Mungkin inilah alasan yang membuat pemerintahan Utsmani tidak merespon positif kesepakatan tersebut, sebab pemerintahan Utsmani berkeinginan menjadikan Perancis sebagai mediator ke orang-orang Sa'di. Tujuan Perancis dan pemerintahan Utsmani adalah satu, walaupun berbeda dilihat dari segi akidah. Perancis hendak menyerang Spanyol dengan tujuan merealisasikan adidaya militernya, agar dia menjadi penguasa tunggal di Laut Tengah. Sedangkan pemerintahan Utsmani bertujuan untuk menolong kaum muslimin dari kejahatan Spanyol, kemudian mengambil kembali tanah-tanah Islam di Andalusia. Maka Hasan bin Khairuddin pada tahun 966 H/ 1559 M mengalihkan pandangannya dan segera bergerak bersama pasukannya ke wilayah-wilayah yang berada di bawah kekuasaan Banu Abbas Abdul Aziz.

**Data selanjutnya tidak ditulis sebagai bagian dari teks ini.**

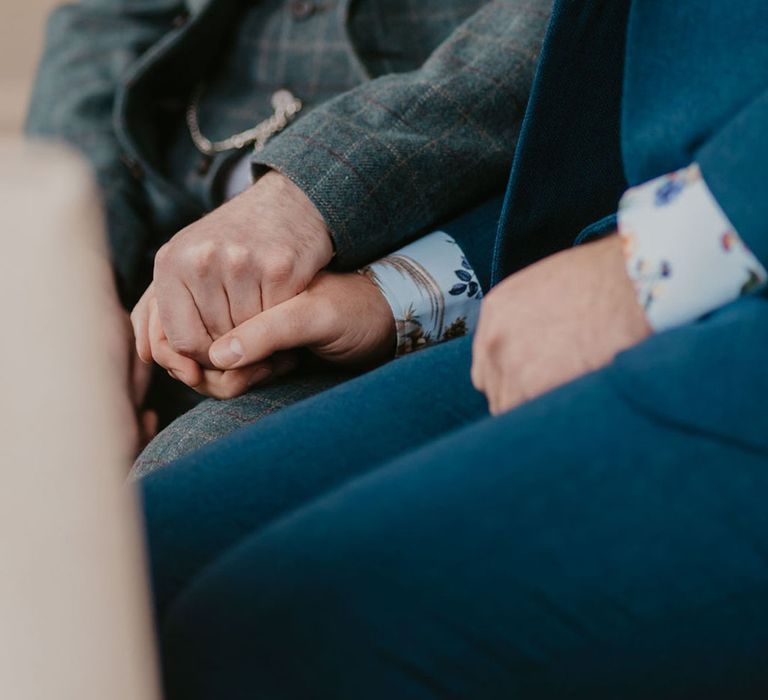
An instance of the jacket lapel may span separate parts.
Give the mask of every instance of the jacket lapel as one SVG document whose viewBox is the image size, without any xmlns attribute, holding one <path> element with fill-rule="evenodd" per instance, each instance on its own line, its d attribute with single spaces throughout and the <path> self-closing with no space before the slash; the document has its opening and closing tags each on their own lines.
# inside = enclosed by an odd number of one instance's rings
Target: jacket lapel
<svg viewBox="0 0 768 700">
<path fill-rule="evenodd" d="M 626 187 L 621 92 L 630 0 L 559 0 L 512 166 L 494 283 L 571 246 Z"/>
</svg>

Segera dia berhasil menguasai Masila dan bentengnya. Dia membangun sebuah bangunan pengintai di tempat tersebut, untuk mengokohkan eksistensi Utsmani yang dikawal 400 pasukan penjaga. Setelah itu Hasan bin Khairuddin kembali menuju wilayah Hamzah di ujung Barbarah. Di tempat itu, penguasa Bani Abbas melakukan penyerangan terhadap benteng Utsmani, hingga meletus pertempuran yang berakhir dengan kematian Abdul Aziz bin Abbas.
Ia kemudian digantikan Ahmad Maqran yang menjadi penguasa di wilayah-wilayah Kuku. Hasan bin Khairuddin mengakuinya. (Tarikh Al-Daulat Al-Sa'diyyah, hlm.87-88.)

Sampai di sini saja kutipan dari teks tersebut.